Today’s readings show us two opposite responses to the temptation to be “like gods” (Genesis 3:5). Our first parents gave in to the serpent’s allure, but Jesus didn’t. He did what we could not do. Facing every temptation that we face, he clung to his Father and remained free from sin.
Sin is appealing, isn’t it? It’s also incredibly deceptive, passing itself off as harmless and maybe even good for us. Imagine how the for- bidden fruit must have appeared to Eve—“good for food and pleasing to the eyes, and . . . desirable for gaining wisdom” (Genesis 3:6). But that doesn’t mean fighting temptation is a hopeless cause. This Lent is a time when our lives can change.
What temptations oppress you the most?

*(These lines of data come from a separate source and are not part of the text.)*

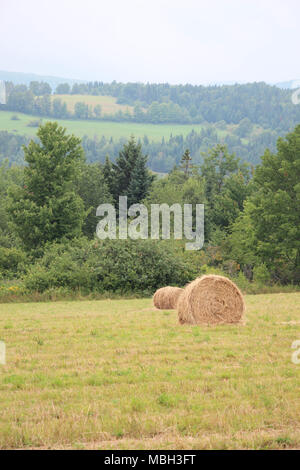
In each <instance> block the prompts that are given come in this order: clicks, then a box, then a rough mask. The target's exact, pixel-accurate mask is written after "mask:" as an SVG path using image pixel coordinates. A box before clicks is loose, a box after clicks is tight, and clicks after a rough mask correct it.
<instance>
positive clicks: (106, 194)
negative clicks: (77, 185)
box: [78, 163, 112, 238]
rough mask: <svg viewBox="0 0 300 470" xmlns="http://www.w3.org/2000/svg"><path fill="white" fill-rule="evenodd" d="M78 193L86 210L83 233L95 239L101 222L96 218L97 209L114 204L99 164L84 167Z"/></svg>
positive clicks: (98, 219)
mask: <svg viewBox="0 0 300 470" xmlns="http://www.w3.org/2000/svg"><path fill="white" fill-rule="evenodd" d="M78 192H79V195H80V197H81V198H82V200H83V202H84V208H85V210H86V219H85V221H84V224H83V227H82V232H83V234H84V235H86V236H87V237H88V238H93V237H94V235H95V233H96V226H97V223H98V222H99V219H98V217H96V210H97V207H98V206H99V205H100V204H104V203H111V202H112V196H111V194H110V192H109V188H108V185H107V181H106V180H105V177H104V174H103V169H102V168H101V167H100V165H99V164H97V163H94V164H91V165H82V168H81V176H80V179H79V188H78Z"/></svg>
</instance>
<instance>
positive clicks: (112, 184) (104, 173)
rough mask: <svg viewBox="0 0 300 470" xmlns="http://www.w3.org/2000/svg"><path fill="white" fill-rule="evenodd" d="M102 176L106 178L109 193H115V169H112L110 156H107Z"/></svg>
mask: <svg viewBox="0 0 300 470" xmlns="http://www.w3.org/2000/svg"><path fill="white" fill-rule="evenodd" d="M102 174H103V177H104V181H105V183H106V184H107V186H108V189H109V191H110V192H111V193H112V191H113V167H112V164H111V161H110V159H109V156H108V155H106V157H105V163H104V165H103V169H102Z"/></svg>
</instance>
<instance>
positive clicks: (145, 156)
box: [127, 154, 154, 205]
mask: <svg viewBox="0 0 300 470" xmlns="http://www.w3.org/2000/svg"><path fill="white" fill-rule="evenodd" d="M146 164H147V157H146V156H144V155H142V154H140V155H139V156H138V158H137V160H136V162H135V166H134V168H133V170H132V173H131V179H130V183H129V186H128V192H127V196H128V205H131V204H137V203H139V202H141V201H143V199H145V197H146V196H148V194H149V191H150V187H151V185H152V183H153V181H154V175H151V174H150V172H149V170H148V168H147V166H146Z"/></svg>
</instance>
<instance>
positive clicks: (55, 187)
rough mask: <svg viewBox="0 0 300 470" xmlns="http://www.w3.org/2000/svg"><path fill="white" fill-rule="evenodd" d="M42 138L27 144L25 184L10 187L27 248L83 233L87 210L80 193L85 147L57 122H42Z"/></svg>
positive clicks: (16, 228) (10, 210)
mask: <svg viewBox="0 0 300 470" xmlns="http://www.w3.org/2000/svg"><path fill="white" fill-rule="evenodd" d="M37 136H38V138H39V142H35V141H33V140H32V141H31V142H30V143H29V145H28V146H27V147H24V154H25V161H26V162H27V163H28V166H26V167H25V170H24V186H23V187H22V188H18V187H14V188H12V189H11V191H10V201H9V203H8V212H9V215H10V219H11V222H12V224H13V226H14V230H15V232H16V234H17V235H18V236H19V237H20V239H21V240H22V242H23V244H24V247H25V248H26V249H27V250H32V249H36V248H39V247H42V246H43V245H44V244H45V243H47V242H53V241H57V240H61V239H62V238H67V239H71V238H74V237H77V236H79V235H80V234H81V227H82V223H83V220H84V216H85V212H84V205H83V201H82V199H81V198H80V197H79V196H78V194H76V186H75V185H76V180H77V179H78V177H79V172H80V164H81V162H82V161H83V158H84V157H83V150H82V148H81V146H80V139H78V138H77V137H75V136H73V135H71V136H68V135H66V130H65V129H63V128H62V127H59V125H58V124H57V123H56V122H48V123H46V124H45V125H44V126H40V128H39V130H38V132H37Z"/></svg>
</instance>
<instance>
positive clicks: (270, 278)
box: [253, 264, 271, 285]
mask: <svg viewBox="0 0 300 470" xmlns="http://www.w3.org/2000/svg"><path fill="white" fill-rule="evenodd" d="M253 279H254V281H255V282H257V283H258V284H263V285H265V284H269V283H270V281H271V274H270V271H269V270H268V268H267V267H266V265H265V264H260V265H258V266H255V268H254V269H253Z"/></svg>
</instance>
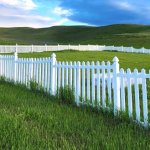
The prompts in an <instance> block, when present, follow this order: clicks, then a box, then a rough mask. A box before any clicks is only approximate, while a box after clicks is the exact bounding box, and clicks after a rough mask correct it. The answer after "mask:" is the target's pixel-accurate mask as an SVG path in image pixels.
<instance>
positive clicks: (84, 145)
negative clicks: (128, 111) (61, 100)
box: [0, 81, 150, 150]
mask: <svg viewBox="0 0 150 150" xmlns="http://www.w3.org/2000/svg"><path fill="white" fill-rule="evenodd" d="M0 93H1V94H0V118H1V119H0V149H5V150H10V149H13V150H18V149H20V150H21V149H23V150H24V149H29V150H37V149H43V150H45V149H64V150H66V149H69V150H70V149H73V150H79V149H82V150H85V149H87V150H91V149H93V150H95V149H111V150H116V149H122V150H126V149H150V140H149V137H150V131H149V130H146V129H143V128H142V127H139V126H138V125H135V124H134V123H133V122H131V121H130V120H128V119H122V118H117V117H113V114H111V113H107V112H104V111H100V112H98V111H96V110H94V109H91V108H85V107H84V108H82V107H79V108H78V107H75V106H74V105H68V104H64V103H62V102H60V101H59V100H57V99H56V98H55V97H53V96H48V95H46V94H44V93H40V92H33V91H30V90H28V89H26V88H25V87H24V86H21V85H14V84H12V83H6V82H4V81H0Z"/></svg>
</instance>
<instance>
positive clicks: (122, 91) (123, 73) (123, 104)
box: [120, 69, 126, 111]
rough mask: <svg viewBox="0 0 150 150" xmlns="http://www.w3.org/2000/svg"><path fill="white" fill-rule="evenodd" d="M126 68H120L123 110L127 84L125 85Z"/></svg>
mask: <svg viewBox="0 0 150 150" xmlns="http://www.w3.org/2000/svg"><path fill="white" fill-rule="evenodd" d="M124 74H125V73H124V69H120V83H121V84H120V85H121V86H120V88H121V110H122V111H125V110H126V108H125V86H124V78H125V77H124V76H123V75H124Z"/></svg>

A tendency toward irritation or resentment? Selfishness? Jealousy? Choose one, and decide to make some headway in just this one area this Lent.
Here’s one of the best ways to do it: think about Jesus in the wilderness, battling hunger and the nagging voice of Satan. Each time he was tempted, Jesus turned to his Father in prayer, even when it was a great effort, even when the truths he clung to felt distant. And his Father didn’t abandon him!
God never turns away from us either. He is always ready to help. That’s why Lent is such a vital time. It’s our chance to change directions and cling to the Lord and his word. It’s our chance to say no to the temptations and turn back to our heavenly Father.
When you do this, it will make a difference in your relationship with God. But it will also change the world. Think about the ripple effects of millions of people turning away from the snares of the devil and welcoming God more deeply into their lives! Come Easter, families will be stronger, and faith will be deeper.